Florida legislature approves bill to speed executions
13 January 2000
Florida lawmakers passed a bill overhauling the state's death penalty laws last Friday, effectively speeding up the state's execution process. The legislation would streamline the appeals process by reducing the length of time between sentencing and execution to five years from the current average of 14 years. Republican Governor Jeb Bush, brother of Texas Governor and Republican presidential frontrunner George W. Bush, had urged passage of the bill at a special three-day legislative session.

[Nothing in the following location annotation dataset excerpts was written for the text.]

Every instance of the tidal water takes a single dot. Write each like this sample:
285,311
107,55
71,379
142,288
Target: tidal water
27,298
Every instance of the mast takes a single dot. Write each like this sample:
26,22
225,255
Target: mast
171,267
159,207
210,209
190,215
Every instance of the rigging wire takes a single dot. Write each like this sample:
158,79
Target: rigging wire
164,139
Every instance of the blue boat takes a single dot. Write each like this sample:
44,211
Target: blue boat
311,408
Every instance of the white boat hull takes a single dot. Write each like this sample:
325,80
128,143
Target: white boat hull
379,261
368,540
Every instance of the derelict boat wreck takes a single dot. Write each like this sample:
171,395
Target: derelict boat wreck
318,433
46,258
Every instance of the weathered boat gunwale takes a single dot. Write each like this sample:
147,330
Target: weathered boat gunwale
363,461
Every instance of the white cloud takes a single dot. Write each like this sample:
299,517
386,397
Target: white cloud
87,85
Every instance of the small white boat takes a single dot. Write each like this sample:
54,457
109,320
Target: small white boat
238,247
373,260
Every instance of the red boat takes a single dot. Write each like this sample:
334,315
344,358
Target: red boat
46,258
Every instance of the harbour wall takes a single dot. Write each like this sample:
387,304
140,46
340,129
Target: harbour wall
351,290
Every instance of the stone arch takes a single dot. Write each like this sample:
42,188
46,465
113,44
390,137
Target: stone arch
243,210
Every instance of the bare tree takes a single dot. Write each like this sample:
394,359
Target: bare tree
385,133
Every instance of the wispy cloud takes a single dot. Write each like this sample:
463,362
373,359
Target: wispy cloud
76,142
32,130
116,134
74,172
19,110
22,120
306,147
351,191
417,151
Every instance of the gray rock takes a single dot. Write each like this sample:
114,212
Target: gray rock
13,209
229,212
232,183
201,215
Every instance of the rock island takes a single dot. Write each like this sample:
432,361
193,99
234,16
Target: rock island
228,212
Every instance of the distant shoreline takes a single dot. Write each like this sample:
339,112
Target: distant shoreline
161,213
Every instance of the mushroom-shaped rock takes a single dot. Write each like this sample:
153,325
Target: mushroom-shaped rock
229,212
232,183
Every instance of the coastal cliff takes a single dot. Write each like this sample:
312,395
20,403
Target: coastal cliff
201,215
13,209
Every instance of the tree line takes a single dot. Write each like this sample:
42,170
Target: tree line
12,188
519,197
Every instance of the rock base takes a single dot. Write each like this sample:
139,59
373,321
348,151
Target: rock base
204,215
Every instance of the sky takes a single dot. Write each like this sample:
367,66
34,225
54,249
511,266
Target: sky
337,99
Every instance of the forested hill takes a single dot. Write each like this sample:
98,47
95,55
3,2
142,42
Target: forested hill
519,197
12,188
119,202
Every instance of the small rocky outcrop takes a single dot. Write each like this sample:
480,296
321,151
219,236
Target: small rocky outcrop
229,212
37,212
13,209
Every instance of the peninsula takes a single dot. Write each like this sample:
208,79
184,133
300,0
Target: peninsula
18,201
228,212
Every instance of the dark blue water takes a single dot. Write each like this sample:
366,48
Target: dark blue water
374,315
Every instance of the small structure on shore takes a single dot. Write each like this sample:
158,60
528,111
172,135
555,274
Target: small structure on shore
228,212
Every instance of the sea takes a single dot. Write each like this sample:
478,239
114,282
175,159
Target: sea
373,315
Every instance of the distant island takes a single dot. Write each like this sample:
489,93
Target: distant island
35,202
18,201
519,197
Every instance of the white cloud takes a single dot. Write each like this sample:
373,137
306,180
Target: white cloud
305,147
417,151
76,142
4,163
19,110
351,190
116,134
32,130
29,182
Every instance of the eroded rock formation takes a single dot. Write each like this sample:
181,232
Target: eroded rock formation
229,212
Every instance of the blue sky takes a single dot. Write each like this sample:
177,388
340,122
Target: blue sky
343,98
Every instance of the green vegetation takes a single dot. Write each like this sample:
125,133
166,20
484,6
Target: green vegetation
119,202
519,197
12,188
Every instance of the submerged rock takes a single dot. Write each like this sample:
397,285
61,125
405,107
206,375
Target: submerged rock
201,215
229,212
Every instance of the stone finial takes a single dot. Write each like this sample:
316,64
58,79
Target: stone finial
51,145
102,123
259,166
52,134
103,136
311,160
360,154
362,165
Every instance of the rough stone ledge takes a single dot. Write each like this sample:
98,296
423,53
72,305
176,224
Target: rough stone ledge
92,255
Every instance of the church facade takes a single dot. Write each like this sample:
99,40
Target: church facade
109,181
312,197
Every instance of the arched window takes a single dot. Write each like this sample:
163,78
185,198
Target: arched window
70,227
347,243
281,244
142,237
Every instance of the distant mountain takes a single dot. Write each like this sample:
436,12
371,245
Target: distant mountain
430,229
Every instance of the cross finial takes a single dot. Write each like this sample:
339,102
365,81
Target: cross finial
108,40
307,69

The legislature also passed a bill that would allow condemned death row inmates to choose between lethal injection and the electric chair for their executions. The state previously used the electric chair as the sole means of execution. Executions in the state have been stalled as the US Supreme Court considers whether exclusive use of the electric chair constitutes cruel and unusual punishment. This followed a number of botched executions, one in which flames shot from the head of a condemned man as he was put to death last July.
There are currently 366 inmates on death row in Florida. The state has executed 44 people since the reinstitution of the death penalty in the US in 1976. Only Texas and Virginia have carried out more executions. Florida ranks first in the nation in the number of people—20—who have been taken off death row because of doubts about their convictions. With the passage of these two bills death penalty proponents seek to accelerate the rate of executions. Brad Thomas, advisor to Jeb Bush on the death penalty, commented to the St. Petersburg Times last week, "What I hope is that we become more like Texas. Bring in the witnesses, put them on a gurney, and let's rock and roll."
The new legislation will severely restrict appeals of Florida death row prisoners. Under current law, condemned inmates are guaranteed an appeal to the Florida Supreme Court. Following that appeal, inmates have the right to file appeals on various issues, including adequacy of counsel, suppressed information and technical issues related to their trials. Under the new legislation these separate appeals would take place simultaneously, and inmates would only be allowed one technical appeal, outside of exceptional circumstances.
Ninety-eight people were put to death in the United States in 1999. Already in the new year three men have been put to death: Malcolm Rent Johnson in Oklahoma, January 6; David Ray Duren in Alabama, January 7; and Douglas C. Thomas in Virginia, January 10. Douglas Thomas, 26, was convicted of carrying out a double-murder at the age of 17. Three other inmates convicted of crimes committed when they were juveniles are scheduled to be carried out this month: Steve Roach in Virginia, January 13; Glen McGinnis in Texas, January 25; and Anzel Jones in Texas, January 26.
Fourteen juvenile offenders have been executed in the US since 1976. If the executions scheduled for January are carried out, they will set a record for the number of executions of juveniles in a single month since capital punishment was reinstated. Only one juvenile offender was put to death in 1999.
The US leads the world in the execution of prisoners for crimes committed before the age of 18. Of the 19 such known executions, 10 of these have been in the US. The other nine executions took place in Iran, Nigeria, Pakistan, Saudi Arabia and Yemen. The American Bar Association (ABA), Amnesty International and the European Union have all condemned the practice.
ABA President William Paul noted, "Many of the young men on death row have crippling mental or behavioral disorders or have suffered horribly from physical, psychological and sexual abuse." Glen McGinnis, scheduled to be put to death in Texas on January 25, spent his childhood in a one-bedroom apartment with his crack-addicted mother, a prostitute, and a stepfather who beat and raped him. He lived on the street after running away from home at the age of 11. He fatally shot Leta Wilkerson, 30, at a coin laundry in August 1990 before stealing her van.
Sam Jordan, director of Amnesty International's Program to Abolish the Death Penalty, commented: "The irony here is that in 1899 the United States created the juvenile justice system on the premise that children in trouble should be treated differently than adults, and in the intervening 100 years, the rest of the world followed our lead. Then we turned 180 degrees."
Only the United States and Somalia have failed to ratify the 10-year-old UN Convention of the Rights of the Child which prohibits the death penalty for offenses committed by minors.